Eight hikers were reported missing after the massive rockfall on the Piz Cengalo last Wednesday that sent four million cubic metres of mud and debris sliding into the Bondasca valley below.
On Saturday the search for the eight missing – four Germans, two Austrians and two Swiss – was called off, with police saying there was no longer any hope of finding anyone.
Due to a previous serious rockfall several years ago, the area had a warning system in place. This was set off when Wednesday's landslide occurred, meaning around 100 people from the village of Bondo were safely evacuated before the debris hit.
However questions are now being asked as to whether sufficient warning signs were in place to inform hikers as to the potential danger in the area.
In an update on Sunday, police said they had informed Graubünden prosecutor's office about their investigation into whether “these natural hazards were sufficiently indicated”.
Speaking to the media, Bondo's mayor Anna Giacometti said signs were erected at several points on hiking trails to warn against the risk of rockfalls, and at least one path was closed off.
Letters were also sent to several property owners in the region, with a ban on entering some properties deemed at risk, said news agency ATS.
Experts suggest that climate change could be partially to blame for the disaster, with melting permafrost and an adjacent glacier likely destabilising the landmass.
As a result, there could well be more landslides in the area.
According to the Sunday papers, some 100 sites across the Swiss Alps are considered at risk and are being monitored with sensors, reported ATS.
In Valais, 15 to 20 sites are under surveillance, including four or five that pose a direct threat to manmade infrastructure, a geologist told Le Matin Dimanche.
In January researchers studying the Aletsch glacier proved that land slippage at Moosfluh was directly connected to the melting of the glacier "and thus to climate change".

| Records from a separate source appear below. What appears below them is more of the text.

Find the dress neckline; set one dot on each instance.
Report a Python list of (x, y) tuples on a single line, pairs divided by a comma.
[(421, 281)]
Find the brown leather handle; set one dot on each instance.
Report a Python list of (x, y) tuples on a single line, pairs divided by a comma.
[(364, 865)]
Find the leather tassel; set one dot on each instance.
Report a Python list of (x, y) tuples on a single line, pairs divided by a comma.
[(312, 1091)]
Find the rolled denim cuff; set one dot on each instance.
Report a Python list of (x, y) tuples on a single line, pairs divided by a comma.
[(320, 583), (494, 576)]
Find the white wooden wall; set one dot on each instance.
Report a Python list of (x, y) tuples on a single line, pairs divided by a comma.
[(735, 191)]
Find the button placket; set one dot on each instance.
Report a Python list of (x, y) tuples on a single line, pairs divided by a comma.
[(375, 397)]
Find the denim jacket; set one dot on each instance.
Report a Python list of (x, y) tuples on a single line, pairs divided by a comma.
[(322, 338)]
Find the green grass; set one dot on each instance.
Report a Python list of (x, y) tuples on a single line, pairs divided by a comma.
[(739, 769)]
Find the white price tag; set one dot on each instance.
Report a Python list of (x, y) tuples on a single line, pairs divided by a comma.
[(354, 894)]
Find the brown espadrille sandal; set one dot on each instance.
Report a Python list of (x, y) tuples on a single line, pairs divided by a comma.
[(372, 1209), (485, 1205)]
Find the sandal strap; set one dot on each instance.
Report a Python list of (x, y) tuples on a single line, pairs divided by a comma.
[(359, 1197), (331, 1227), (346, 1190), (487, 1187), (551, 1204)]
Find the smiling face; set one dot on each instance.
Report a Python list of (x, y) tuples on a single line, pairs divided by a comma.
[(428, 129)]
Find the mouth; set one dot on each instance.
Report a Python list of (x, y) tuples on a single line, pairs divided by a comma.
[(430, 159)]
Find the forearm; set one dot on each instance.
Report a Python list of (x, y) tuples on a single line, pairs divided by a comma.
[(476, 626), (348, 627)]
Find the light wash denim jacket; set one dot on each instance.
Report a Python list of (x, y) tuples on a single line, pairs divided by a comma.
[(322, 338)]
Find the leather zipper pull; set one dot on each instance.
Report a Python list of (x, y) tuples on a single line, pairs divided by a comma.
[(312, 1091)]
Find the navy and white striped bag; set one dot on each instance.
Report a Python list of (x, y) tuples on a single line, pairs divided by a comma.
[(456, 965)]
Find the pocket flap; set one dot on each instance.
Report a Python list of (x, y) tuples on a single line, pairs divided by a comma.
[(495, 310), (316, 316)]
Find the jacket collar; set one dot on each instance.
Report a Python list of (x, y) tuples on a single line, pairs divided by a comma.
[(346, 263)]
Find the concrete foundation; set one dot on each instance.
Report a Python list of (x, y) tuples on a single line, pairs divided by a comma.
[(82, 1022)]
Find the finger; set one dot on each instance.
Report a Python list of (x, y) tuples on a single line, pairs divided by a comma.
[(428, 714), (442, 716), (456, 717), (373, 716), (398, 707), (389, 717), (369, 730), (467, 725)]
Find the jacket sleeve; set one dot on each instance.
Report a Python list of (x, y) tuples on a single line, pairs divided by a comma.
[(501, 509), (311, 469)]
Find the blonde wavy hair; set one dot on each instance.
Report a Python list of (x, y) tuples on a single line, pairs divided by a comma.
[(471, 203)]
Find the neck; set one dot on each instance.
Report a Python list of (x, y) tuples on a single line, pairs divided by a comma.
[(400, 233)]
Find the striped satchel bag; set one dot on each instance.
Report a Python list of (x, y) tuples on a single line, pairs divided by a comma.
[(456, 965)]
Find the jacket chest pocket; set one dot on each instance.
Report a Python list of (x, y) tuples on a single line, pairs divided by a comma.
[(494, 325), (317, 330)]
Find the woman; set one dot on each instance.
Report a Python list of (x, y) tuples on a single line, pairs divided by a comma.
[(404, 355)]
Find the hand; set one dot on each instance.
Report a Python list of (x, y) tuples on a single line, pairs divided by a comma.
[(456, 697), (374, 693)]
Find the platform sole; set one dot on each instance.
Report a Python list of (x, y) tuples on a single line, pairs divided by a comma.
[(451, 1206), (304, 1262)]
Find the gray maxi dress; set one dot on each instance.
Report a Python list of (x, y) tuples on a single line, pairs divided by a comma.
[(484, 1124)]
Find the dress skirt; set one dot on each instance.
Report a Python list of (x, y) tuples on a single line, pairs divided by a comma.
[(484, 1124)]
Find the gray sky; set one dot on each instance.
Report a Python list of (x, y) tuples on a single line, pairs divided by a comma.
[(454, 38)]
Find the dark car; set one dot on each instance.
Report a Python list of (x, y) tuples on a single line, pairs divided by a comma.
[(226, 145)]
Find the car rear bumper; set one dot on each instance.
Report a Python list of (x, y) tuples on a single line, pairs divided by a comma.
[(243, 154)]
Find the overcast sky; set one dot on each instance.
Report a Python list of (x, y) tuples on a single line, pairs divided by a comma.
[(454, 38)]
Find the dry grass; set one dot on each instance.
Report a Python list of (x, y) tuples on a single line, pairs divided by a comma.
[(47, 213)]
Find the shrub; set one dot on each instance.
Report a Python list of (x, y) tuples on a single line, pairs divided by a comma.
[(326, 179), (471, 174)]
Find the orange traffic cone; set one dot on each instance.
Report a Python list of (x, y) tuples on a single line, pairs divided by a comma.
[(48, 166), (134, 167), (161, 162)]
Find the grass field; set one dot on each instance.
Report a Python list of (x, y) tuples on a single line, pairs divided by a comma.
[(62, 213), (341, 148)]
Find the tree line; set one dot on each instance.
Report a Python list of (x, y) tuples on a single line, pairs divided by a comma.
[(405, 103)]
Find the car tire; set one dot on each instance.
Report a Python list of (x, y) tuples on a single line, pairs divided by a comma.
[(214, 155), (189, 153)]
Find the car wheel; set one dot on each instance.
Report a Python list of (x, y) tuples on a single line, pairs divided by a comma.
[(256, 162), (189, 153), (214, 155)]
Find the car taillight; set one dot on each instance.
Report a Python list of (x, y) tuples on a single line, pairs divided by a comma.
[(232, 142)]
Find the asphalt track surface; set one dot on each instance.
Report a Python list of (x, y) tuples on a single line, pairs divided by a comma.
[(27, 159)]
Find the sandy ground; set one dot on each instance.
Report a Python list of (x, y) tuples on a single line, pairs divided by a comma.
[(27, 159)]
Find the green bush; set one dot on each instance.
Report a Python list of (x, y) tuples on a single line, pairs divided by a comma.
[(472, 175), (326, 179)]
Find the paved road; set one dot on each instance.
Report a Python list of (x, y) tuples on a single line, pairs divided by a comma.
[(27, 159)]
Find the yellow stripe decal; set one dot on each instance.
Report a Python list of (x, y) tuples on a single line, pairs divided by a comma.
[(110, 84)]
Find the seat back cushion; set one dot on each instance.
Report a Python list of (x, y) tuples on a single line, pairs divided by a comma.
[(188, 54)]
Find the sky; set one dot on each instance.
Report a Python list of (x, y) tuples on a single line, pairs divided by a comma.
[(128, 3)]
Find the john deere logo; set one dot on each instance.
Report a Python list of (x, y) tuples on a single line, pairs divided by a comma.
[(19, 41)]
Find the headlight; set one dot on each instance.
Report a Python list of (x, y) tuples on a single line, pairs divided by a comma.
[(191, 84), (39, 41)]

CIimate change a universal challenge
Responding to the Bondo disaster, the government on Monday outlined the steps it is taking to address the consequences of climate change, saying it must be considered a “challenge for the whole of society.”

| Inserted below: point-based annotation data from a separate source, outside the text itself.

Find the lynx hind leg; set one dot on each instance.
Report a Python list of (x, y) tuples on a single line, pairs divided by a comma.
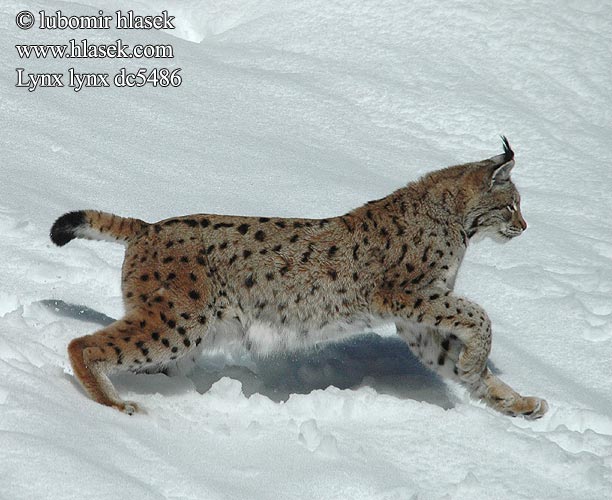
[(441, 354), (131, 344)]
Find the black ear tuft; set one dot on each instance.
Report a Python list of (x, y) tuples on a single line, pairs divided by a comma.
[(63, 228), (508, 153)]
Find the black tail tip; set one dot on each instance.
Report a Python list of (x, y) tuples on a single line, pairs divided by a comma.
[(63, 228), (509, 154)]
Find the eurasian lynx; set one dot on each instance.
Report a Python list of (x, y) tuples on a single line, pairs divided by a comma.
[(282, 284)]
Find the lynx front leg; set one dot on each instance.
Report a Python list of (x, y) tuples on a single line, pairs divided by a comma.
[(504, 399)]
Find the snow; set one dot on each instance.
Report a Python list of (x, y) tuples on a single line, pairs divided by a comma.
[(310, 109)]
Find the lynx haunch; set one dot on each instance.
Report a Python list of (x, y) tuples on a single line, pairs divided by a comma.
[(273, 284)]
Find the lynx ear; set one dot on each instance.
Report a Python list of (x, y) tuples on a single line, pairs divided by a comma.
[(502, 165)]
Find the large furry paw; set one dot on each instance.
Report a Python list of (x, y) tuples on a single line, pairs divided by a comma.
[(530, 408)]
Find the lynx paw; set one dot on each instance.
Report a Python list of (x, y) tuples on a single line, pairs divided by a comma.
[(530, 408), (128, 407)]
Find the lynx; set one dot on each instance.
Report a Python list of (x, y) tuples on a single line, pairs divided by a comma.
[(277, 284)]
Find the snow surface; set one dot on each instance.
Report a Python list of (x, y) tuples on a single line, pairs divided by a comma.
[(310, 109)]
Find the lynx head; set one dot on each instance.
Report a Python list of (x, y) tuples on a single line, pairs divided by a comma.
[(493, 208)]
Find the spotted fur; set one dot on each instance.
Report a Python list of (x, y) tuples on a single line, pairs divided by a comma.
[(275, 284)]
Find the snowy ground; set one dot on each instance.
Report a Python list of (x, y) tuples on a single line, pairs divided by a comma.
[(310, 109)]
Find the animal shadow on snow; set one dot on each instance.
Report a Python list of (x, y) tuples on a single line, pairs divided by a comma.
[(382, 363)]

Since 1864 the average temperature in Switzerland has increased by two degrees, more than double the global average, the government pointed out in a statement.
This is causing glaciers to melt and mountainsides to become unstable, consequences that the government is working with the cantons and communes to protect against.
“As the effects vary from one region to another, the cantons, the regions and the communes have an important role to play,” said Marc Chardonnens of the federal environment office, which is currently preparing a study of the risks in eight cantons, the results of which will be available at the end of this year.
Under a pilot scheme launched in 2013, the government is also supporting 31 projects that are tackling ways for the country to adapt to climate change.
Four of the projects were presented to the media on Monday, including a project identifying which plants and trees can stand up to climate change, and another aiming to reduce the effects of heatwaves on the population.
“It is better to prepare ourselves today than to manage the damage caused by climate change after the fact,” said the statement.